There are a number of other related works. An earlier composition, depicting Jean and Gabrielle playing with some toys, is in the National Gallery of Art, Washington D.C.. A similar composition is in the Musée de l’Orangerie (Jean Walter & Paul Guillaume Collection). And there is a more close-up study of Jean and Gabrielle in the Bührle Collection, Zürich. In another pastel Renoir introduces a young girl, the daughter of the concierge of his family residence, holding an apple (present location unknown). In our work, he revises the girl’s pose, turning her to face forwards while offering the apple to Jean. It is this pose that he develops in the Murauchi canvas, presumably the final work in the series.
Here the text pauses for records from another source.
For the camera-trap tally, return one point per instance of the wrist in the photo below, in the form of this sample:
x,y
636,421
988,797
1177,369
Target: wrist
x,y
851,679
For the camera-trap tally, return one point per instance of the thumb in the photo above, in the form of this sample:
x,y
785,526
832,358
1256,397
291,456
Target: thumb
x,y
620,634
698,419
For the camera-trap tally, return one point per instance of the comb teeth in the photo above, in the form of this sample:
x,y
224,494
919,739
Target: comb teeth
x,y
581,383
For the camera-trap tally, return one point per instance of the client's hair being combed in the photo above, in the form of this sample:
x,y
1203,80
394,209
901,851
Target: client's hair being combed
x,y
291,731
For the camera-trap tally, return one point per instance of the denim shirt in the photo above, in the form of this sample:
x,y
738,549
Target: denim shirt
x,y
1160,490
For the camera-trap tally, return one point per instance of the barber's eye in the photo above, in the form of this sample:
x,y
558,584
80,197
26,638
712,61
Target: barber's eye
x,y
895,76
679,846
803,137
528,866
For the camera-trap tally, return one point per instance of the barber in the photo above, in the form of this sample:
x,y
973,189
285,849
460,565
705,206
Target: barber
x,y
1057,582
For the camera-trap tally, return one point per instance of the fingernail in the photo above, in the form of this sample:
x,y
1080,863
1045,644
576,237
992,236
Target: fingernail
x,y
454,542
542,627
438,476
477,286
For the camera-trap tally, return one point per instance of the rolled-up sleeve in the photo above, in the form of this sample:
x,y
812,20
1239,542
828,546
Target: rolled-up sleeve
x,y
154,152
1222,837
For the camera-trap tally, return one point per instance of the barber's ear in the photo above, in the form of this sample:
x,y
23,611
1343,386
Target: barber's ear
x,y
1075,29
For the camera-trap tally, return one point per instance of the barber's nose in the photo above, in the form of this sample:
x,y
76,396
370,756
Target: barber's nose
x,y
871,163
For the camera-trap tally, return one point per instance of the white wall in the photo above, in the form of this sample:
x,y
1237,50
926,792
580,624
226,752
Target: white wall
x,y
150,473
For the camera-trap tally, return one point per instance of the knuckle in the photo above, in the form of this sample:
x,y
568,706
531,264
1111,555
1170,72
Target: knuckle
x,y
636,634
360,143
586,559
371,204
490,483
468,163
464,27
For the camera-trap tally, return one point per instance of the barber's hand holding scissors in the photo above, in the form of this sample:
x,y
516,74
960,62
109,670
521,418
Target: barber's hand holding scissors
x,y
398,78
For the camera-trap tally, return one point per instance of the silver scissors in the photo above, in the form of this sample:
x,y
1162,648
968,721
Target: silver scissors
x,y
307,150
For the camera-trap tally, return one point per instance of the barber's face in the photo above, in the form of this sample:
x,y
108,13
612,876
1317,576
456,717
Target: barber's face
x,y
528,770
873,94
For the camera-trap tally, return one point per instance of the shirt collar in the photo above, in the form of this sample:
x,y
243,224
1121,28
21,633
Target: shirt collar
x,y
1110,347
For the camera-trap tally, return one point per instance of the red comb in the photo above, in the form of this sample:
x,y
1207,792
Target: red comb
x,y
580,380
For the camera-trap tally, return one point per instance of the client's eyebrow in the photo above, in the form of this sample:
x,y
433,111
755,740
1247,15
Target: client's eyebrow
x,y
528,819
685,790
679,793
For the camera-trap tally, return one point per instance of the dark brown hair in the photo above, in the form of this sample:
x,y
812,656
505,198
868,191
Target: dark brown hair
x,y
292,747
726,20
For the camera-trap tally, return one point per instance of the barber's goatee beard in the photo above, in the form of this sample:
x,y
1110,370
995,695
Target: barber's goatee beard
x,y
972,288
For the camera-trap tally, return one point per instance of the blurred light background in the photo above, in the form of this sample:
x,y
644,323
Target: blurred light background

John House (op. cit., p. 264) notes the existence of a full-sized tracing of the composition, presumably used for its transfer to the final canvas. House adds: ‘the overall arrangement of paintings such as Gabrielle, Jean and a girl was the result of careful compositional planning rather than simply the direct depiction of a posing group. Early in 1896 Renoir wrote to a friend: “One must be personally involved with what one does… At the moment I’m painting Jean pouting. It’s no easy thing, but it’s such a lovely subject, and I assure you that I’m working for myself and myself alone.’” The artist Maurice Denis observed Renoir’s use of this technique in 1897. The colour palette, too, is very deliberately chosen, with Gabrielle’s red blouse standing out from the green wall behind her, and soft blues complementing the little girl’s blonde hair.
‘Such was the case with which Renoir scrutinized his son that it is almost possible to compose a chronology for the series based on the length of Jean’s hair, which was not cut until he was five years old. And a review of the series as a whole also reveals the extraordinary deliberation with which Renoir approached a body of work that appears, at first sight, among his most natural and spontaneous.’ (C.B. Bailey, Renoir’s Portraits, exh. cat., National Gallery of Canada, Ontario, 1997, p. 224). The focus of the composition is an apparently fleeting moment, as Jean reaches for the apple, but the figures are locked into a smooth sequence of relationships: all three figures are fitted within a semicircle, and Jean is protected by Gabrielle – only his hand reaches beyond her encompassing presence.
In his discussion of Renoir’s increasing receptivity to the influence of the old masters in the 1890s, House emphasised the influence of French rococo painters and of Corot. A favoured eighteenth century subject – the young child – captured Renoir’s attention after Jean’s birth in 1894. Referring to the present composition he noted that it ‘has clear echoes of many old master paintings, among them two which Renoir knew well in the Louvre, Correggio’s Mystic Marriage of St. Catherine and Ruben’s Hélène Fourment and Her Children. But such resemblances are generic, not specific; the conventions of such paintings suggested a format which Renoir chose to adopt here. The Rubens (which Renoir has copied in his youth) may have had a more particular relevance for him the in 1890s, for its technique: Jeanne Baudot remembered how Renoir examined the Louvre’s paintings by Rubens in these years, “seeking to discover the procedure he used when he laid in the beginnings of his paintings.” The thinly worked, freely brushed surfaces of Hélène Fourment and her children can well be compared with Gabrielle, Jean and a girl, where the brush fluently suggests forms and highlights without tight contours or loaded impasto.’
At this late stage in his career, Renoir has no qualms about applying to his own art the lessons he had acquired, both technical and stylistic, from his intensive study of the old masters. As firmly and deliberately composed as a Renaissance Virgin and Child, Gabrielle, Jean et une fille is, however, as intimate in feeling and as richly coloured and luminous in tone as his great Impressionist canvases of the 1870s.